The following is the July 12, 2019 Congressional Research Service report, Iran Sanctions.
From the report
Successive Administrations have used sanctions extensively to try to change Iran’s behavior. Sanctions have had a substantial effect on Iran’s economy but little, if any, observable effect on Iran’s conventional defense programs or regional malign activities. During 2012-2015, when the global community was relatively united in pressuring Iran, Iran’s economy shrank as its crude oil exports fell by more than 50%, and Iran had limited ability to utilize its $120 billion in assets held abroad.
The 2015 multilateral nuclear accord (Joint Comprehensive Plan of Action, JCPOA) provided Iran broad relief through the waiving of relevant sanctions, revocation of relevant executive orders (E.O.s), and the lifting of U.N. and EU sanctions. Remaining in place were a general ban on U.S. trade with Iran and U.S. sanctions on Iran’s support for regional governments and armed factions, its human rights abuses, its efforts to acquire missile and advanced conventional weapons capabilities, and the Islamic Revolutionary Guard Corps (IRGC). Under U.N. Security Council Resolution 2231, which enshrined the JCPOA, nonbinding U.N. restrictions on Iran’s development of nuclear-capable ballistic missiles and a binding ban on its importation or exportation of arms remain in place for several years.
JCPOA sanctions relief enabled Iran to increase its oil exports to nearly pre-sanctions levels, regain access to foreign exchange reserve funds and reintegrate into the international financial system, achieve about 7% yearly economic growth (2016-17), attract foreign investment, and buy new passenger aircraft. The sanctions relief contributed to Iranian President Hassan Rouhani’s reelection in the May 19, 2017, vote. However, the economic rebound did not prevent sporadic unrest from erupting in December 2017. And, Iran has provided support for regional armed factions, developed ballistic missiles, and expanded its conventional weapons development programs during periods when international sanctions were in force, when they were suspended, and after U.S. sanctions were reimposed in late 2018.
The Trump Administration has made sanctions central to efforts to apply “maximum pressure” on Iran’s regime.
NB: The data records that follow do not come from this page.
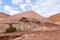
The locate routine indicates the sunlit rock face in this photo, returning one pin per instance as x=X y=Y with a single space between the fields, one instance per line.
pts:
x=28 y=21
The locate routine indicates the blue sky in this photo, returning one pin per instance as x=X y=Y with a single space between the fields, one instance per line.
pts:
x=45 y=8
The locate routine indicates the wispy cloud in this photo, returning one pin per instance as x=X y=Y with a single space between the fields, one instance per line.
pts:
x=10 y=10
x=43 y=7
x=48 y=7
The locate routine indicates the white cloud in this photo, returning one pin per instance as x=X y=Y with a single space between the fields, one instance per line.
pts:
x=16 y=1
x=48 y=7
x=10 y=10
x=28 y=1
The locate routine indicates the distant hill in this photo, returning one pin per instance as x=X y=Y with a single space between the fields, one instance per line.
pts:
x=29 y=14
x=3 y=15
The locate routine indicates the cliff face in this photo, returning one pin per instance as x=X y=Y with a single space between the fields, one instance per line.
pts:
x=28 y=21
x=55 y=18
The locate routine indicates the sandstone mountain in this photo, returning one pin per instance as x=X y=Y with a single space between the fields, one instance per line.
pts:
x=55 y=18
x=29 y=26
x=3 y=15
x=28 y=20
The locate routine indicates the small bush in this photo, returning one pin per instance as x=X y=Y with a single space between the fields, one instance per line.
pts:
x=10 y=29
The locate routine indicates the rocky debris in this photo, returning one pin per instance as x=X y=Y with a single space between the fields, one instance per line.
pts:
x=38 y=35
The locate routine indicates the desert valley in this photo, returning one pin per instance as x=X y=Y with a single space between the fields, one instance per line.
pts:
x=29 y=25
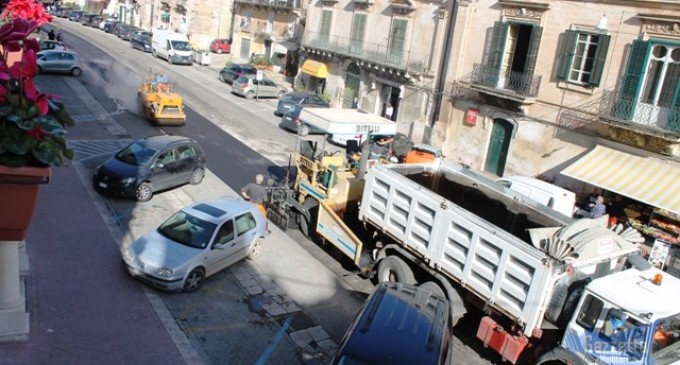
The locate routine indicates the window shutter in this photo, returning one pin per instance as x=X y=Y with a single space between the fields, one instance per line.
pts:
x=491 y=71
x=534 y=43
x=632 y=79
x=566 y=55
x=600 y=58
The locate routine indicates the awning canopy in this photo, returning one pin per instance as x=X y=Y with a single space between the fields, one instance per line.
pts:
x=646 y=179
x=315 y=68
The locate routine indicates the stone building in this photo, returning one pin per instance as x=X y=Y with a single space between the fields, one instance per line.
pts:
x=535 y=87
x=380 y=52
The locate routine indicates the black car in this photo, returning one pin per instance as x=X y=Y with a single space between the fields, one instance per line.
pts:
x=400 y=324
x=291 y=121
x=299 y=99
x=150 y=165
x=141 y=40
x=233 y=72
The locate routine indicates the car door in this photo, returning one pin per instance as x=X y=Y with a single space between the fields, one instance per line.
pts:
x=163 y=170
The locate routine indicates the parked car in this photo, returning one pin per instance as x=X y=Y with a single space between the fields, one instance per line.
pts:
x=250 y=87
x=47 y=44
x=197 y=242
x=291 y=121
x=59 y=61
x=150 y=165
x=220 y=46
x=75 y=15
x=399 y=324
x=232 y=72
x=141 y=40
x=299 y=98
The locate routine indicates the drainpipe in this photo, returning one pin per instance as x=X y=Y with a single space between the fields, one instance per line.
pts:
x=446 y=55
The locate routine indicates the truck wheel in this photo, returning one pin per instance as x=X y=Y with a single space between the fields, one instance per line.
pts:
x=394 y=269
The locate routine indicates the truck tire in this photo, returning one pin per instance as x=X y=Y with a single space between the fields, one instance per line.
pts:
x=394 y=269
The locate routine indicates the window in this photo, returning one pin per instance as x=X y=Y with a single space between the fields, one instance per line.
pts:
x=358 y=31
x=582 y=58
x=650 y=91
x=325 y=28
x=397 y=41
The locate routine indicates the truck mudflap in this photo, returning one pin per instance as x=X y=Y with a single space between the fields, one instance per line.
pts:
x=508 y=345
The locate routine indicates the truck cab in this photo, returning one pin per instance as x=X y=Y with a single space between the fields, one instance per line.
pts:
x=631 y=317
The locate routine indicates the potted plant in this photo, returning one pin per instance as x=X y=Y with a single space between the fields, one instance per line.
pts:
x=32 y=124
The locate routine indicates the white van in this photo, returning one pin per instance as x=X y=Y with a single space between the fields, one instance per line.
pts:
x=171 y=46
x=552 y=196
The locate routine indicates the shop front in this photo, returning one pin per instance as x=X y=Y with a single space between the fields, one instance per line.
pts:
x=651 y=189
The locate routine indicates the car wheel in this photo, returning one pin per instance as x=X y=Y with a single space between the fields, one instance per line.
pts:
x=255 y=248
x=394 y=269
x=197 y=176
x=144 y=192
x=304 y=130
x=194 y=280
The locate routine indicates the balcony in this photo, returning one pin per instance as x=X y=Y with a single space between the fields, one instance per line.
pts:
x=624 y=110
x=513 y=85
x=276 y=4
x=378 y=53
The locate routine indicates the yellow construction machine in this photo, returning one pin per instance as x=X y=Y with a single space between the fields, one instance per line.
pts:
x=160 y=103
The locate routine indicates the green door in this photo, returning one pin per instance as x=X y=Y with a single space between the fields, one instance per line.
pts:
x=499 y=143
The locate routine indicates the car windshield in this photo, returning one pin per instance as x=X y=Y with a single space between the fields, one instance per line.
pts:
x=136 y=154
x=188 y=230
x=291 y=99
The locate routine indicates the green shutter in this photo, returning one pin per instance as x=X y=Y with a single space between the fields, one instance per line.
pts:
x=566 y=55
x=632 y=79
x=491 y=71
x=600 y=58
x=532 y=54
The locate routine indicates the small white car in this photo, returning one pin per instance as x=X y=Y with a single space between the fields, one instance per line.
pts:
x=197 y=242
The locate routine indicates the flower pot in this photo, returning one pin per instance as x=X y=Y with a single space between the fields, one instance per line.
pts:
x=19 y=187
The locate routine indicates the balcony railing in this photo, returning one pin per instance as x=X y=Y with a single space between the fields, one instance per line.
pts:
x=512 y=82
x=286 y=4
x=622 y=109
x=368 y=51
On May 8, 2018, President Trump announced that the United States would no longer participate in the JCPOA and U.S. secondary sanctions were reimposed by November 6, 2018. The reinstatement of U.S. sanctions has driven Iran’s economy into recession as major companies exit the Iranian economy rather than risk being penalized by the United States. Iran’s oil exports have decreased significantly, the value of Iran’s currency has declined sharply, and unrest has continued, although not to the point where the regime is threatened. But, the European Union and other countries are trying to keep the economic benefits of the JCPOA flowing to Iran in order to persuade Iran to remain in the accord. To that end, in January 2019 the European countries created a trading mechanism (Special Purpose Vehicle) that presumably can increase trade with Iran by circumventing U.S. secondary sanctions. On November 5, 2018, the Administration granted 180-day “Significant Reduction Exceptions” (SREs) to eight countries—enabling them to import Iranian oil without penalty as long as they continue to reduce purchases of Iranian oil. On April 22, 2019, the Administration announced it would not renew any SREs when they expire on May 2, 2019, instead seeking to drive Iran’s oil exports as close to zero as possible. On May 3, 2019, the Administration ended some waivers for foreign governments to provide technical assistance to some JCPOA-permitted aspects of Iran’s nuclear program. The economic difficulties and other U.S. pressure measures have prompted Iran to cease performing some of the nuclear commitments of the JCPOA.